Almost in line with the rally in stocks since March of ‘09, the Euro and Australian $ have gained against the CNY by almost 20% and 46% respectively   China is still the largest trading partner of the US; however, as their currency, along with the US$, depreciates against other major currencies, exports to other countries become more attractive through massive price advantages from a weaker CNY.  A new focus on other export markets also makes sense from the Chinese perspective, keeping in mind that the US consumer may no longer be liquid enough to consume.  Massive pricing advantages as a result of favorable exchange rates will allow China to flood Europe and other hard-currency nations with goods from the recent build up in capacity.  It will be interesting to see however, if China can convince consumers of other nations that Chinese goods are more important than the inherent and culturally dominant desire to save rather than to consume.

Fed Balance Sheet  
The US Federal Reserve's balance sheet has grown substantially during the financial crisis. Total assets of the Federal Reserve have increased significantly from $869 billion on August 8, 2007, to well over $2 trillion until today.  As Mark Dow alluded to in the video interview above, the Balance Sheet has been relatively stable and did not increase since the end of 2008.  The chart below is a good visual representation as to why much of the stimulus and efforts by the US government have only limited impact on the real economy.  Supply-side economics may not work in the current scenario.  A focus on the demand side of the equation may produce faster and more sustainable results.

Fed Balance Sheet

A Different Approach To Financial Regulation  
Please consider Peter Smith’s article in the FT:  Australia tightens monitoring of rating agencies

You have to give it to the Australians!  They were the first of the G20 nations to tighten monetary policy and now they have shown a move towards financial regulation which makes a lot of sense, directly targeting ratings agencies in order to prevent irresponsible and obscure financial engineering.  We have expressed our dismay with ratings agencies on numerous occasions.  Conflicts of interest are caused by an inherent flaw in the system:  Ratings agencies are paid by the companies whose debt instruments they are supposed to rate.

From the start of next year, ratings agencies operating in Australia would require a financial services licence. To keep the licence, they would have to manage conflicts of interest, have resources that match the "scale and complexity" of their business, and have risk management systems.  They would need to file annual compliance reports, disclose procedures and methodologies for ratings affected by "material changes" within six months. The watchdog has closed a loophole whereby retail investors were unable to sue a rating agency if it had not given its consent to have its rating used in marketing material.

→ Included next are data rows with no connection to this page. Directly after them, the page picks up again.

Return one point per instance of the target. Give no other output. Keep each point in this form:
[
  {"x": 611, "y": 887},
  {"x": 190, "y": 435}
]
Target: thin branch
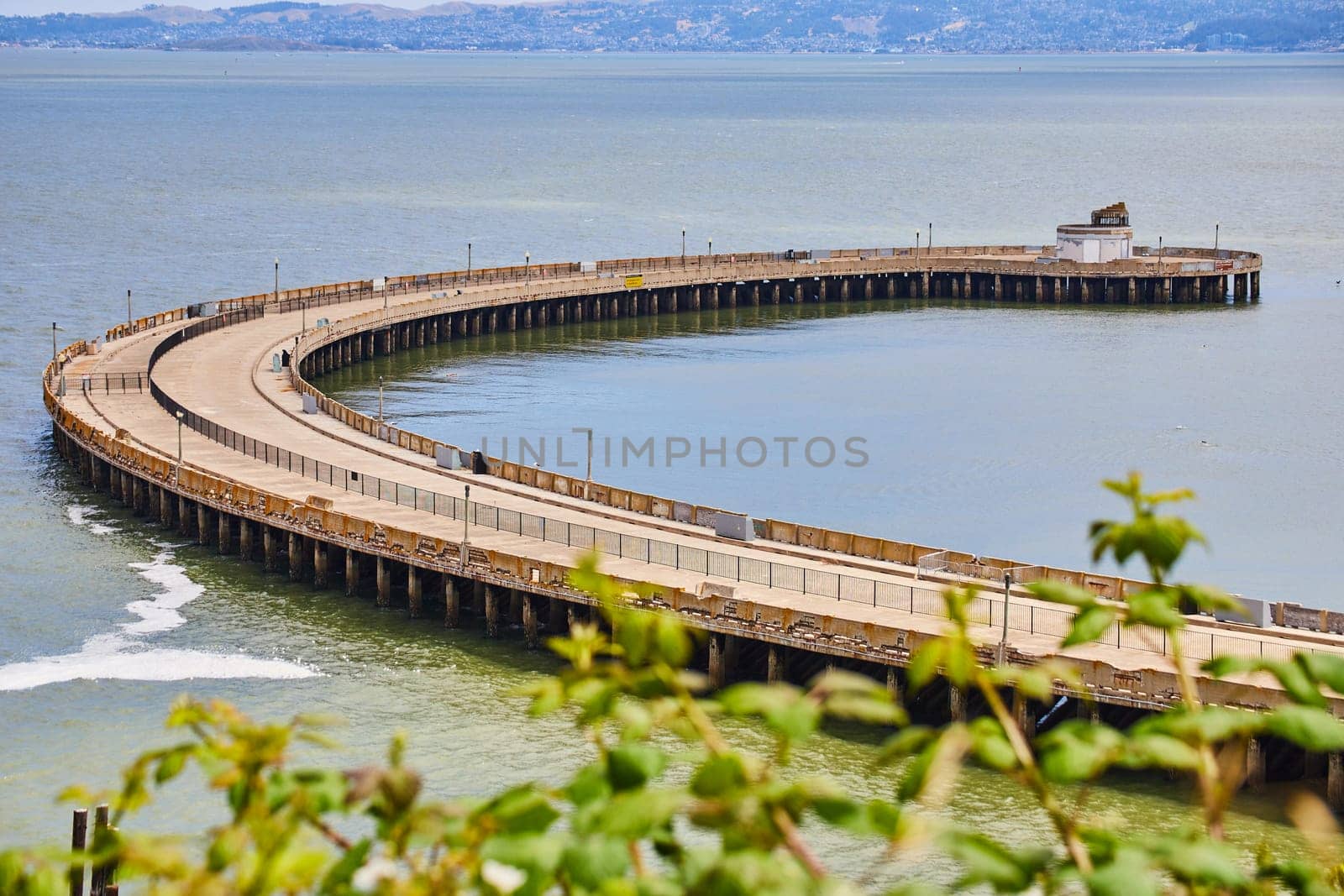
[
  {"x": 793, "y": 840},
  {"x": 1032, "y": 773}
]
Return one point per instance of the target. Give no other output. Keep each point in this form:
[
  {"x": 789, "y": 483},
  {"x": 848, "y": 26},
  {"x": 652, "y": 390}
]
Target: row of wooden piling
[{"x": 85, "y": 851}]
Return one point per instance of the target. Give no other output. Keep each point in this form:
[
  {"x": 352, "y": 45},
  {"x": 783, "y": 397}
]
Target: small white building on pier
[{"x": 1108, "y": 237}]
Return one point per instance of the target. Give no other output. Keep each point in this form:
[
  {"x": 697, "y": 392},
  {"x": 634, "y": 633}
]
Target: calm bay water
[{"x": 181, "y": 176}]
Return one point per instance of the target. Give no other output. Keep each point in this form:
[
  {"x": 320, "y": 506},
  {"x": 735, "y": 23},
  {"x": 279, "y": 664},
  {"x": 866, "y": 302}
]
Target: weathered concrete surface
[{"x": 206, "y": 376}]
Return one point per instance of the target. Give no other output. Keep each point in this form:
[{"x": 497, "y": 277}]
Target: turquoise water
[{"x": 988, "y": 427}]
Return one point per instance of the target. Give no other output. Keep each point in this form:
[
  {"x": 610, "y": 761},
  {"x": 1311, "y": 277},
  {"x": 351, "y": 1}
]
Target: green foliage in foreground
[{"x": 669, "y": 805}]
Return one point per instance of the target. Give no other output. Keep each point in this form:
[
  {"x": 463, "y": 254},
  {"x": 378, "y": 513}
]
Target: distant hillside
[{"x": 839, "y": 26}]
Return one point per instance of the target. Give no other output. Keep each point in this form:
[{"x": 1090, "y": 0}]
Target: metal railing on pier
[{"x": 987, "y": 610}]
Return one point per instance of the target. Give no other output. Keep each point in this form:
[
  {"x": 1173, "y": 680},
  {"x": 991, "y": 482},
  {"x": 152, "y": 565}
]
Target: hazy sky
[{"x": 39, "y": 7}]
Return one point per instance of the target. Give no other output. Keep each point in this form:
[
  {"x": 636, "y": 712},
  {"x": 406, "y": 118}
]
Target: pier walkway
[{"x": 272, "y": 469}]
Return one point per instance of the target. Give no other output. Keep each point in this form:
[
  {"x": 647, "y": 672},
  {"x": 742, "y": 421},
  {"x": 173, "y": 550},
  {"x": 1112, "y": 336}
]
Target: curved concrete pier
[{"x": 279, "y": 473}]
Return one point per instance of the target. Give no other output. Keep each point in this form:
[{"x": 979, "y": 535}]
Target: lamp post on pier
[
  {"x": 1003, "y": 637},
  {"x": 588, "y": 479},
  {"x": 467, "y": 520}
]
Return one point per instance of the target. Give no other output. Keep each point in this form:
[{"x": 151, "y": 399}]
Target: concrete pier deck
[{"x": 272, "y": 468}]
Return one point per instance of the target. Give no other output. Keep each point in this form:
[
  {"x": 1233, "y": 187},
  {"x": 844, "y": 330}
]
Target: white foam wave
[
  {"x": 124, "y": 656},
  {"x": 97, "y": 663},
  {"x": 87, "y": 515},
  {"x": 160, "y": 611}
]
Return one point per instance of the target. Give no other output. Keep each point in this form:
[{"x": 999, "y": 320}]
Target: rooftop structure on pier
[{"x": 1108, "y": 237}]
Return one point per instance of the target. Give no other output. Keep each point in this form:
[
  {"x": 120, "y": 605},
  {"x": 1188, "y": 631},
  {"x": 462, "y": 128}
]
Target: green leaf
[
  {"x": 718, "y": 775},
  {"x": 636, "y": 815},
  {"x": 591, "y": 860},
  {"x": 339, "y": 875},
  {"x": 1308, "y": 727},
  {"x": 588, "y": 785},
  {"x": 523, "y": 810},
  {"x": 905, "y": 741},
  {"x": 1160, "y": 752},
  {"x": 1203, "y": 862},
  {"x": 924, "y": 665},
  {"x": 1297, "y": 683},
  {"x": 1077, "y": 750},
  {"x": 535, "y": 855},
  {"x": 629, "y": 766},
  {"x": 171, "y": 765},
  {"x": 754, "y": 699},
  {"x": 796, "y": 721},
  {"x": 991, "y": 746},
  {"x": 1089, "y": 625}
]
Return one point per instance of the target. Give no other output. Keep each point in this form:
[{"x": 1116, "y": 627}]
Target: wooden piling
[
  {"x": 385, "y": 584},
  {"x": 414, "y": 595},
  {"x": 351, "y": 573},
  {"x": 774, "y": 664},
  {"x": 530, "y": 627},
  {"x": 78, "y": 833},
  {"x": 452, "y": 604},
  {"x": 492, "y": 611},
  {"x": 320, "y": 566}
]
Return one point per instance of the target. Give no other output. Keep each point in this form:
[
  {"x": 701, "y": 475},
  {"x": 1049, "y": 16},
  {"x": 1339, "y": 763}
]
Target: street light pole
[
  {"x": 467, "y": 519},
  {"x": 588, "y": 481},
  {"x": 1003, "y": 638}
]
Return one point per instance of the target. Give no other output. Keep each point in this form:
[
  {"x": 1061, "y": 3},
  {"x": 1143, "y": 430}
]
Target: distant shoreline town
[{"x": 759, "y": 26}]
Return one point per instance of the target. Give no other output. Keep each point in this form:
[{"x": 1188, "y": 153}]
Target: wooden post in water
[
  {"x": 452, "y": 604},
  {"x": 78, "y": 833},
  {"x": 98, "y": 880},
  {"x": 530, "y": 622}
]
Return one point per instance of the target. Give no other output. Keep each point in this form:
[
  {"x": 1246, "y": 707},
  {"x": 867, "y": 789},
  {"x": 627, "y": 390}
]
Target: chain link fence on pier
[{"x": 985, "y": 610}]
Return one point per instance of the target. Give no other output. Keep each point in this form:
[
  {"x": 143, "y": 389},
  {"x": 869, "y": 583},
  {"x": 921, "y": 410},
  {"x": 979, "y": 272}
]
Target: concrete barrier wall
[
  {"x": 839, "y": 542},
  {"x": 784, "y": 532},
  {"x": 810, "y": 631}
]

This is a very good and important step in the right direction towards more effective, not necessarily more complex financial regulation.  It is encouraging to see how fast the Australian regulators reacted and that significant disincentives are placed upon ratings agencies to '”over-rate” financial instruments.  Albeit less complex and not as liquid as US and European financial markets, regulators should look towards the Australian model in making regulation and financial markets more transparent and more effective.

Good luck and good trading!

Neither the information nor any opinion contained in this communication constitutes a solicitation or offer by us to buy or to sell any securities, futures, options or other financial instruments or to provide any investment advice or service. Each decision by you to do any investment transactions and each decision whether a particular investment is appropriate or proper for you is an independent decision to be taken by you. In no event should the content of this communication be construed as an express or an implied promise, guarantee or implication by or from us that you will profit or that losses can or will be limited in any manner whatsoever. Past results are no indication of future performance.